En otra, del mismo tamaño, se colocan 2-4 berenjenas, espacio para rábanos y el resto con acelgas. Y en una más pequeña, por ejemplo de 60×45 cm, se dedican 3 huecos a pepinos, sumando alguna cebolla si queda hueco pero sin abusar para no sombrear demasiado.

Plagas, hongos y pequeños problemas típicos en macetohuerto

Al cultivar en recipientes y a menudo en balcones resguardados, las plantas están más controladas pero también más vigiladas por algunas plagas habituales:

  • Araña roja: muy común en tomates en terrazas calurosas. Se controla mejorando humedad ambiental y con tratamientos como aceite de neem o acaricidas específicos.
  • Pulgones: deforman brotes tiernos y debilitan plantas. Se pueden manejar con agua jabonosa, jabón potásico o insecticidas sistémicos suaves como dimetoato (aunque este último es muy agresivo y cada vez más restringido).
  • Cochinillas y chanchitos blancos: dejan manchas algodonosas en hojas y axilas. Se pueden limpiar con algodón y alcohol metílico y rematar con un sistémico.
  • Conchuelas y otros chupadores: generan manchas marrones en hojas y tallos. Mezclas de aceite miscible con insecticida sistémico suelen funcionar.
  • Lombrices de humedad y bichos bola: en grandes cantidades pueden comerse plantones y hojas tiernas si se les da mucha materia orgánica en superficie.

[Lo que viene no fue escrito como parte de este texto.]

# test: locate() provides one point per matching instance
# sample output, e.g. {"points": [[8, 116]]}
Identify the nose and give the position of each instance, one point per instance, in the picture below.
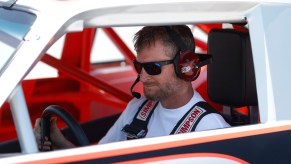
{"points": [[144, 76]]}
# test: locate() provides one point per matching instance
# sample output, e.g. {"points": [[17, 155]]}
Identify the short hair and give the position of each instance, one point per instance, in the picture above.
{"points": [[149, 34]]}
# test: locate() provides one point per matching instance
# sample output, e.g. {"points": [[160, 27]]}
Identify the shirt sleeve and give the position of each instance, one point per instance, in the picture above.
{"points": [[115, 133], [211, 121]]}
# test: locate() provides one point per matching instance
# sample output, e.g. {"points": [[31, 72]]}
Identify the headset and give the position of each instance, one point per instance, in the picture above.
{"points": [[187, 63]]}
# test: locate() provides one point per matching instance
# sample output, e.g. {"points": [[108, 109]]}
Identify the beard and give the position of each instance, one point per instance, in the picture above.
{"points": [[160, 91]]}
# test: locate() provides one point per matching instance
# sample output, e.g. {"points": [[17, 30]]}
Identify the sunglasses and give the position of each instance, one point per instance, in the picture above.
{"points": [[152, 68]]}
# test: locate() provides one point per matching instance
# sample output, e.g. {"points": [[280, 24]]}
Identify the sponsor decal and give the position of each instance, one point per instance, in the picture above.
{"points": [[145, 111], [190, 119], [185, 69]]}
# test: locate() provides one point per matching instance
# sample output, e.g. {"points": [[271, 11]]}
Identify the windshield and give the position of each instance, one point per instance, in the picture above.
{"points": [[14, 25]]}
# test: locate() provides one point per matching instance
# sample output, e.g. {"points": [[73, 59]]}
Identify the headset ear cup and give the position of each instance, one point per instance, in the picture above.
{"points": [[187, 65]]}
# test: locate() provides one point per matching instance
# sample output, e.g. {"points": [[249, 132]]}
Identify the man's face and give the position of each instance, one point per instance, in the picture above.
{"points": [[158, 87]]}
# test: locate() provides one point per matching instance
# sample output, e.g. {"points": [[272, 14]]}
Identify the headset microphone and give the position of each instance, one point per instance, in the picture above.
{"points": [[135, 94]]}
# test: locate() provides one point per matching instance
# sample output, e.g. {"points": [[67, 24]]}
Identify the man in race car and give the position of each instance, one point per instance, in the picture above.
{"points": [[166, 64]]}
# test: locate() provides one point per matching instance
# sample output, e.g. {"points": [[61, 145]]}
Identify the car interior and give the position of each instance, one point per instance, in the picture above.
{"points": [[230, 83]]}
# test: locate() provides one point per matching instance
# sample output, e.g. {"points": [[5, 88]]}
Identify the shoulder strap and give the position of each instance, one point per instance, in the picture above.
{"points": [[138, 126], [190, 120]]}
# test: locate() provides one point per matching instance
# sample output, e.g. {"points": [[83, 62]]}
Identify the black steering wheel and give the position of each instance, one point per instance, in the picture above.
{"points": [[67, 118]]}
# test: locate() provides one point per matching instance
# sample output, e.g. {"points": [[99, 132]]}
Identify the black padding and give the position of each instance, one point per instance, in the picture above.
{"points": [[231, 78]]}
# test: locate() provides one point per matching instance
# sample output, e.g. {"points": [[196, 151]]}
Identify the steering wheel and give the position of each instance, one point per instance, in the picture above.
{"points": [[67, 118]]}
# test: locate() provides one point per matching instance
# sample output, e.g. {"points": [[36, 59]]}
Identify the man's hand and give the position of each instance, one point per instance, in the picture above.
{"points": [[58, 141]]}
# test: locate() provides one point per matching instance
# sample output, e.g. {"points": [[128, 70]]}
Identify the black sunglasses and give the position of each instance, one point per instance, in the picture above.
{"points": [[152, 68]]}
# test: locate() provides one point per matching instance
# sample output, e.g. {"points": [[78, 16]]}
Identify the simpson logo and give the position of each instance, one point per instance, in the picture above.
{"points": [[145, 111], [185, 69], [190, 119]]}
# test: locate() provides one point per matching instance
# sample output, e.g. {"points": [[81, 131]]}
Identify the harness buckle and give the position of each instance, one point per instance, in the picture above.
{"points": [[133, 132]]}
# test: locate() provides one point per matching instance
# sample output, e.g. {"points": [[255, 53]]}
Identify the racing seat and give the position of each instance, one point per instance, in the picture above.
{"points": [[231, 77]]}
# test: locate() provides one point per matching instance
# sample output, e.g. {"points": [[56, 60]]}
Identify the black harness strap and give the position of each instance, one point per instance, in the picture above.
{"points": [[190, 120], [188, 123], [138, 126]]}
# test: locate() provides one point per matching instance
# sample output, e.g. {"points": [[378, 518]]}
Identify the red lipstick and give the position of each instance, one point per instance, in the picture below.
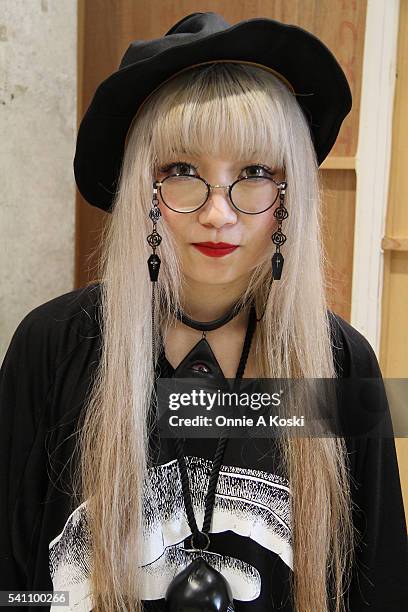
{"points": [[215, 249]]}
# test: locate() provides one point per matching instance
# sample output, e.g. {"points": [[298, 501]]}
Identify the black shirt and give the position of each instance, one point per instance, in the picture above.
{"points": [[44, 545]]}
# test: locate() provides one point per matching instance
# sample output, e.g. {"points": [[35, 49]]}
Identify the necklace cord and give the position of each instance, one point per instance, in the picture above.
{"points": [[201, 537]]}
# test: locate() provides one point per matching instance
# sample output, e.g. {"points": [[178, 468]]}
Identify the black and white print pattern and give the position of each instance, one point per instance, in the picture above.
{"points": [[250, 503]]}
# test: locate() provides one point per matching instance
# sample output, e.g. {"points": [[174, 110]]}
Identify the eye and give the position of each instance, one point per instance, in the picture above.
{"points": [[258, 170], [179, 167]]}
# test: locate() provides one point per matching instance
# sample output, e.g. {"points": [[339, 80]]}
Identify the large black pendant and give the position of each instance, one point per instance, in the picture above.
{"points": [[199, 588], [200, 362]]}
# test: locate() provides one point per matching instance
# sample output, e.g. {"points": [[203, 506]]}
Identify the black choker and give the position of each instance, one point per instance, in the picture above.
{"points": [[209, 325]]}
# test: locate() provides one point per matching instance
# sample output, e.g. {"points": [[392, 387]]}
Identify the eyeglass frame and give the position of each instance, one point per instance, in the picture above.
{"points": [[281, 190]]}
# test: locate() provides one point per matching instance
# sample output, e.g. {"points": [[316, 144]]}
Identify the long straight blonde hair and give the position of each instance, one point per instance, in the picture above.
{"points": [[227, 110]]}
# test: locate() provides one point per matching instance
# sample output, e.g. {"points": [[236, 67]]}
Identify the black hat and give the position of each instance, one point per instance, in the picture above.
{"points": [[294, 55]]}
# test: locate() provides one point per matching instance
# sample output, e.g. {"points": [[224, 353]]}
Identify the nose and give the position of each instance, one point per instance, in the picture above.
{"points": [[218, 210]]}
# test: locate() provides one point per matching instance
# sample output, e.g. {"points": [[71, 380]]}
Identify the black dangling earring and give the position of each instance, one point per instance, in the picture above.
{"points": [[278, 238], [154, 239]]}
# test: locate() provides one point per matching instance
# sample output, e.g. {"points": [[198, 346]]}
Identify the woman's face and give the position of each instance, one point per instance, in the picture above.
{"points": [[219, 222]]}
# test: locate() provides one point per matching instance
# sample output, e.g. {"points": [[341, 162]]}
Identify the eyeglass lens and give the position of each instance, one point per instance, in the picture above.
{"points": [[187, 193]]}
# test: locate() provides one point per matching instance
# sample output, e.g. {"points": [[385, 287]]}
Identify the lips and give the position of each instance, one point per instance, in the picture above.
{"points": [[215, 249]]}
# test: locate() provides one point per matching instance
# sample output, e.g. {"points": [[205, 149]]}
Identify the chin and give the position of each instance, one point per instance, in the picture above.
{"points": [[210, 277]]}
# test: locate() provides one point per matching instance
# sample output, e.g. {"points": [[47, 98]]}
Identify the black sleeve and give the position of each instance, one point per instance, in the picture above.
{"points": [[380, 575], [32, 415], [25, 381]]}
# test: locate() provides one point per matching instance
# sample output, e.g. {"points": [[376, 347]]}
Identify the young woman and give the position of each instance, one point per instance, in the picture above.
{"points": [[206, 155]]}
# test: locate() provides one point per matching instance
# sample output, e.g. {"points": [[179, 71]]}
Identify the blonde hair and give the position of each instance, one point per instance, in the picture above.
{"points": [[232, 111]]}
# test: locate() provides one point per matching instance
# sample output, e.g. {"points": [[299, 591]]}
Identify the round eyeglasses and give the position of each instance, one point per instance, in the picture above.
{"points": [[251, 195]]}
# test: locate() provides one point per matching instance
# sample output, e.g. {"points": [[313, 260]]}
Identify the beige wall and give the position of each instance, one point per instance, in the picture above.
{"points": [[394, 331], [38, 45]]}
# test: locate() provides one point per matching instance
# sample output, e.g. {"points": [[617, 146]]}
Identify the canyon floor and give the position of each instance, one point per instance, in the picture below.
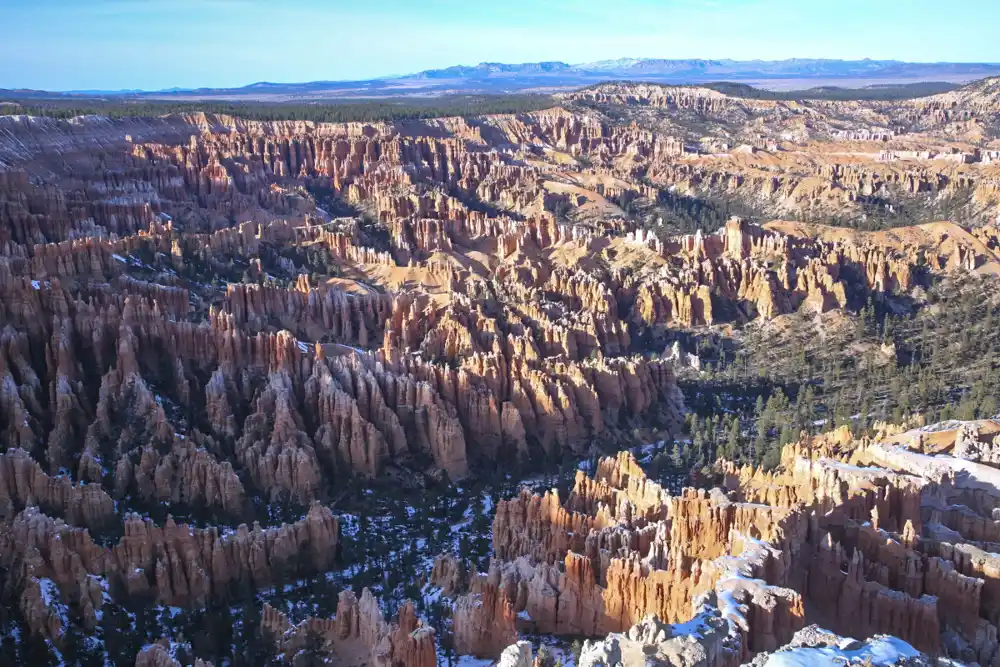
{"points": [[659, 375]]}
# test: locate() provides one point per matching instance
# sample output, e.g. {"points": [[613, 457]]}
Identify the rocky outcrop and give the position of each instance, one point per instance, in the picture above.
{"points": [[357, 629]]}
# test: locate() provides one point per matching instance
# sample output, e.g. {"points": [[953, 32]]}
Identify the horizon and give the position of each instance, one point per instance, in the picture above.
{"points": [[108, 46], [515, 64]]}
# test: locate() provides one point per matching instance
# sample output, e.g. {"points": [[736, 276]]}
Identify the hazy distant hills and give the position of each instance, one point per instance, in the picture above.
{"points": [[795, 73]]}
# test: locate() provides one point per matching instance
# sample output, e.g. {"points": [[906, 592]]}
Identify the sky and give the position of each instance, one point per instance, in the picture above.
{"points": [[158, 44]]}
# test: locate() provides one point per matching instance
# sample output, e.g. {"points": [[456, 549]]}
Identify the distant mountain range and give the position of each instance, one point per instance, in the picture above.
{"points": [[553, 76]]}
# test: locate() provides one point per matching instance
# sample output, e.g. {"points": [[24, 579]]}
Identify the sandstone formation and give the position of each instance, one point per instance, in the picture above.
{"points": [[227, 321], [357, 633], [867, 537]]}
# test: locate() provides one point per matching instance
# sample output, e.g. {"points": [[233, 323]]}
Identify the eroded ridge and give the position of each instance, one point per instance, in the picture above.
{"points": [[889, 534]]}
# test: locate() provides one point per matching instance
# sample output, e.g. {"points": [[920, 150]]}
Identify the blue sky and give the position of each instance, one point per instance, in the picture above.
{"points": [[155, 44]]}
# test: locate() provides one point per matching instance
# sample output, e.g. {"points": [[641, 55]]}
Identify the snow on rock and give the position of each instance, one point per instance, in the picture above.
{"points": [[815, 647]]}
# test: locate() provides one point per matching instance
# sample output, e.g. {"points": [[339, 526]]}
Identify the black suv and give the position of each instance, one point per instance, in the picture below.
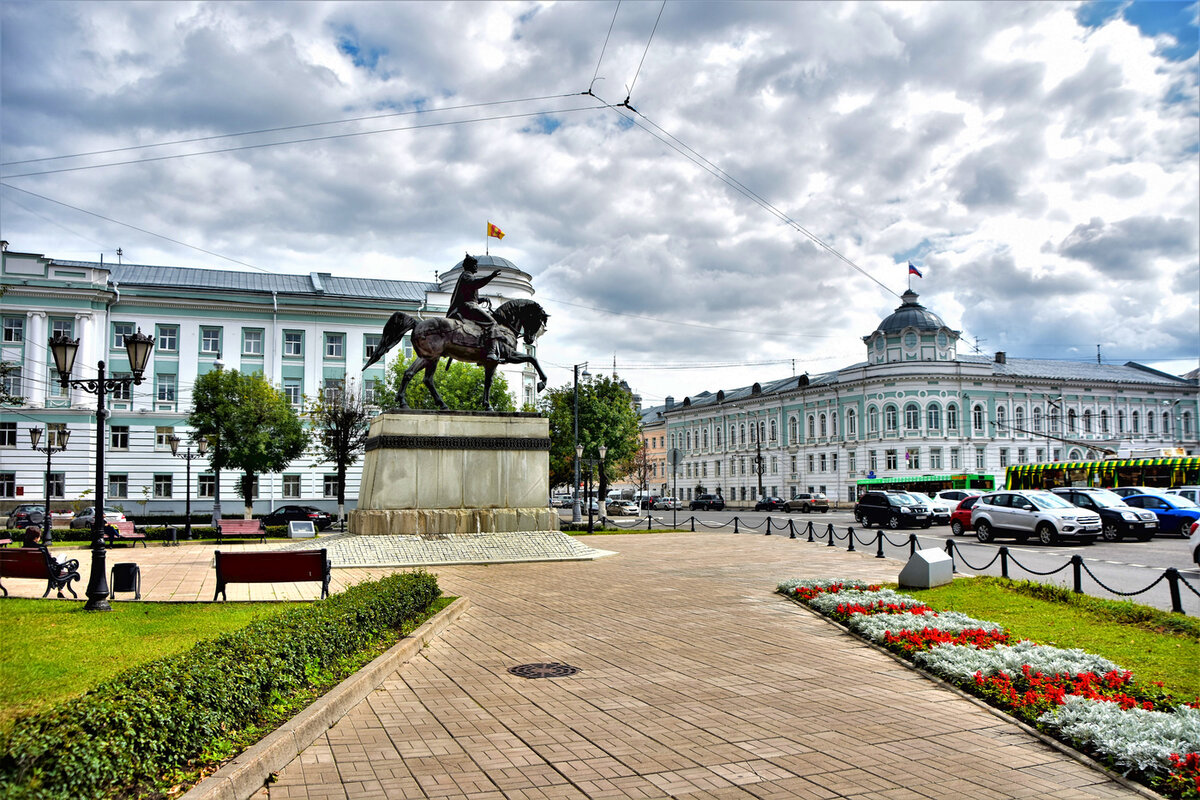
{"points": [[892, 510], [1117, 519], [708, 503]]}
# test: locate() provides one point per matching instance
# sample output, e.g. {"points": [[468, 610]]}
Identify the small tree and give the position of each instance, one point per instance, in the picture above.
{"points": [[340, 425]]}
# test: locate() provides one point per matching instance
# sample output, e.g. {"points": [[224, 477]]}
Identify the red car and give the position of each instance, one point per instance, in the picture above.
{"points": [[960, 518]]}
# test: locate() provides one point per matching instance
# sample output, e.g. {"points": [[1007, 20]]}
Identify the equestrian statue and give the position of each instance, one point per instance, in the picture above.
{"points": [[468, 332]]}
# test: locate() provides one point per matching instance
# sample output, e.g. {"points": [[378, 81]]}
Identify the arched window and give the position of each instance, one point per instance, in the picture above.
{"points": [[911, 416]]}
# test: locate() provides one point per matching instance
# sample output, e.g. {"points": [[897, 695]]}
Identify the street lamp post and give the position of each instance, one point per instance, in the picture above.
{"points": [[35, 437], [64, 349], [202, 449]]}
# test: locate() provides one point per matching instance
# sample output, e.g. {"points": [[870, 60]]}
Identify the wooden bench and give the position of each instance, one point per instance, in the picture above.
{"points": [[125, 533], [273, 567], [227, 528], [37, 563]]}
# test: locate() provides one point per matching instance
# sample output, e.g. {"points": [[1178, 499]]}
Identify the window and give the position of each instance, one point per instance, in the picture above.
{"points": [[210, 340], [167, 340], [120, 330], [13, 330], [252, 341], [119, 437], [293, 343]]}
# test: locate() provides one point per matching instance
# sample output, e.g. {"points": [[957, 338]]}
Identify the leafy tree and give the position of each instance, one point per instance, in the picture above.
{"points": [[461, 386], [250, 426], [606, 417], [340, 431]]}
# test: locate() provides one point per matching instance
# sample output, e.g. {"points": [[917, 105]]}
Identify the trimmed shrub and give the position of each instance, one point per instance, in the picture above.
{"points": [[157, 716]]}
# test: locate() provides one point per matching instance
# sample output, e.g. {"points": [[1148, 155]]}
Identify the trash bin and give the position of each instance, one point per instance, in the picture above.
{"points": [[125, 577]]}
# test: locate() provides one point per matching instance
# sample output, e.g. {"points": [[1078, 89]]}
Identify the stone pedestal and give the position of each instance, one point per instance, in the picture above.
{"points": [[445, 473]]}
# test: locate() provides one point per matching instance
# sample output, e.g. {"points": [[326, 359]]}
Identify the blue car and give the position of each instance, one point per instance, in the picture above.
{"points": [[1175, 513]]}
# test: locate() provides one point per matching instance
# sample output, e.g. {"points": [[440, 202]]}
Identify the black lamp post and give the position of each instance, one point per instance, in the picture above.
{"points": [[202, 449], [52, 446], [64, 349]]}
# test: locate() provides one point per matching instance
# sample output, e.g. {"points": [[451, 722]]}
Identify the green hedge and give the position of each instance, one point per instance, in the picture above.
{"points": [[155, 717]]}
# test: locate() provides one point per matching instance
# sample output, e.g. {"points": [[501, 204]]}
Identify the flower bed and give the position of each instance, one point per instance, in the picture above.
{"points": [[1081, 698]]}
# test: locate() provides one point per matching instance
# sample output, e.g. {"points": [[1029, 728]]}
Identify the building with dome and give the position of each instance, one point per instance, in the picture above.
{"points": [[915, 413], [307, 334]]}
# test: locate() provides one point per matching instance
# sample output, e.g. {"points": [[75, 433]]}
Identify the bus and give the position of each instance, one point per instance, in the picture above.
{"points": [[1163, 473]]}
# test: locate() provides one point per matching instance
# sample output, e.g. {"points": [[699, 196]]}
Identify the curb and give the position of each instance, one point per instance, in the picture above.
{"points": [[1065, 749], [246, 774]]}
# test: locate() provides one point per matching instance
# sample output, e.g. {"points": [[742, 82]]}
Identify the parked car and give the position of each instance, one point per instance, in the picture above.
{"points": [[87, 517], [891, 509], [622, 509], [707, 503], [960, 518], [283, 515], [1175, 513], [1117, 518], [769, 504], [1032, 512], [808, 501]]}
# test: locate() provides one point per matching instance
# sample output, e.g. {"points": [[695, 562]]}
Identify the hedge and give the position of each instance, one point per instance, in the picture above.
{"points": [[151, 719]]}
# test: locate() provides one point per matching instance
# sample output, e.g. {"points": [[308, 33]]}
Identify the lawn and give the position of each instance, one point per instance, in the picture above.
{"points": [[55, 650], [1156, 645]]}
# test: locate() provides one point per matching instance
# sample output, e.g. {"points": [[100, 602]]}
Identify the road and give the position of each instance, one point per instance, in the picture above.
{"points": [[1125, 566]]}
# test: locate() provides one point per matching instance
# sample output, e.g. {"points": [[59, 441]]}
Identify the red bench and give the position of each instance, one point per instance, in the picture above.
{"points": [[37, 563], [227, 528], [125, 533], [271, 567]]}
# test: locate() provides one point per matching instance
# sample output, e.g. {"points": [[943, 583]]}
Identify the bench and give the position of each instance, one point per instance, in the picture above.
{"points": [[271, 567], [125, 533], [227, 528], [37, 563]]}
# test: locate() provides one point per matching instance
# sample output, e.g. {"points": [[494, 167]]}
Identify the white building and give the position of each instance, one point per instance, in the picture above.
{"points": [[306, 334], [915, 411]]}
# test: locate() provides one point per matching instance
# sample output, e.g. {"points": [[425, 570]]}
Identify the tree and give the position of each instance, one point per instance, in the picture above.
{"points": [[461, 386], [340, 429], [606, 417], [250, 426]]}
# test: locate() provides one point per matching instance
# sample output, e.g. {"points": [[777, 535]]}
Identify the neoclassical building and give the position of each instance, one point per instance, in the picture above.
{"points": [[917, 413], [307, 334]]}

En biomacetas y cajones grandes es buena idea alternar cultivos y evitar encharcamientos crónicos para que no se instalen hongos. Fungicidas cúpricos puntuales pueden prevenir problemas, pero muchas veces basta con mejorar drenaje y riego.

La experiencia acumulada en balcones, terrazas, azoteas y patios demuestra que, con un poco de imaginación y cuatro conceptos claros —buen volumen de sustrato, mezcla ligera y aireada, drenaje generoso, contenedores bien pensados y un riego ajustado— es perfectamente posible cultivar tomates y frutillas colgantes sin pisar un suelo de huerto tradicional. El método Topsy Turvy es sólo una de las muchas formas de colgar tus plantas; combinarlo con cajones DIY, botellas verticales y cajas recicladas te permite exprimir cada metro cuadrado de tu casa para convertirlo en un pequeño vergel comestible.